Maybe all this sounds trivial, but when it stacks up in a day, when everywhere you turn you're in the dark . . . it's words making a wall that isolates rather than a bridge that connects.  And I wish I could say that I patiently endured, and gently sought understanding.  Oh no, I did not.  It was not a shining missionary day.  I complained.  I criticized.  I pointed out gaps.  I begged.  I badgered.  I knocked on that wall with a sledge hammer instead of looking for the keyhole.  Pretty much a failure day, for sure.

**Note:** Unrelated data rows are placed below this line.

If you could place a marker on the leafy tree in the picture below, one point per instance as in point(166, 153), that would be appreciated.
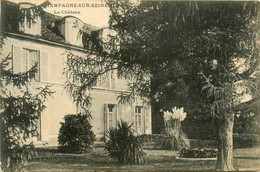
point(19, 111)
point(190, 49)
point(178, 53)
point(20, 104)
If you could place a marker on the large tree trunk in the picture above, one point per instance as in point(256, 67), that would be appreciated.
point(225, 144)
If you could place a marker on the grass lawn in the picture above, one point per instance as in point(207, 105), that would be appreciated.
point(50, 160)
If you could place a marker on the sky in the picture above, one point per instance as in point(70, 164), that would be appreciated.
point(94, 14)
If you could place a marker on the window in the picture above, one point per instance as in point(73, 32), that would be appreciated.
point(138, 119)
point(29, 59)
point(24, 58)
point(110, 117)
point(106, 81)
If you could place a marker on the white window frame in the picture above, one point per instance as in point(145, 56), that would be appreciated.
point(28, 62)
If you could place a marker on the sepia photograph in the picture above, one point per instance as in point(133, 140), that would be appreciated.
point(129, 85)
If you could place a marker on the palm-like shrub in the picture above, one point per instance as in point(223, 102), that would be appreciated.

So, maybe the wall will add a layer tomorrow when I face the consequences of today.   Prayers appreciated that instead grace will seep in, somehow, that the damage won't be irrecoverable.  I am not enough for this transformation.  When words walled me out, I forgot the cross, the way of suffering, the way of love.  Ironically, the final exclusion came from the regional doctor team who arrived in their ambulance, and refused to shake my hand as I greeted them.  I had forgotten how dehumanizing it is, the infidel-foreign-female-leperousness too impure to touch in a handshake.  My awkward hand, hanging in the air, untaken, the perfect symbol of a day gone wrong.  Reaching out but ineffective, a gap not crossed.  

Tonight we're both tired, tired of wandering into a maze of uncertainty where we're not understood and don't understand.  I know we should read our own cheery blog posts on how to cope.  Perhaps we cam start to survive by communicating with the one other person we get, each other.  As Scott was doing other things in Labor and Delivery he took note of a nursing student trying to assess a mother in labor, and saw that the fetal heart rate was stressfully high.  Upon further assessment he realized the baby was in danger, and the mom would need an emergency C-section, added to an already busy theatre day.  As he wheeled her into the operating theatre, he texted me while I was on rounds.  In this hospital it is not standard care for the peds team to come into the operating theatre, but Scott realized the baby was going to need more care than the nursing student assisting him could offer.  Come in 15 minutes, the text said.  So I tried to sort out the preemies I was rounding on then walked over.  Due to the fact that this isn't done, I couldn't get anyone's attention, so I had to walk in barefoot, no gloves, no mask, no gown . . . to find the limp baby with a barely detectable heart rate and no breathing, her mouth full of a bulb sucker.  Oh well.  I tried to teach the nursing student what to do as we gave the baby breaths, and watched her come to life.  Apgar 2 at the first minute as I arrived, and then 8 and then 9.  Yeah.  If words in a text, words of explanation and instruction while working on a baby, could bring life in those five minutes of the day, maybe there's hope.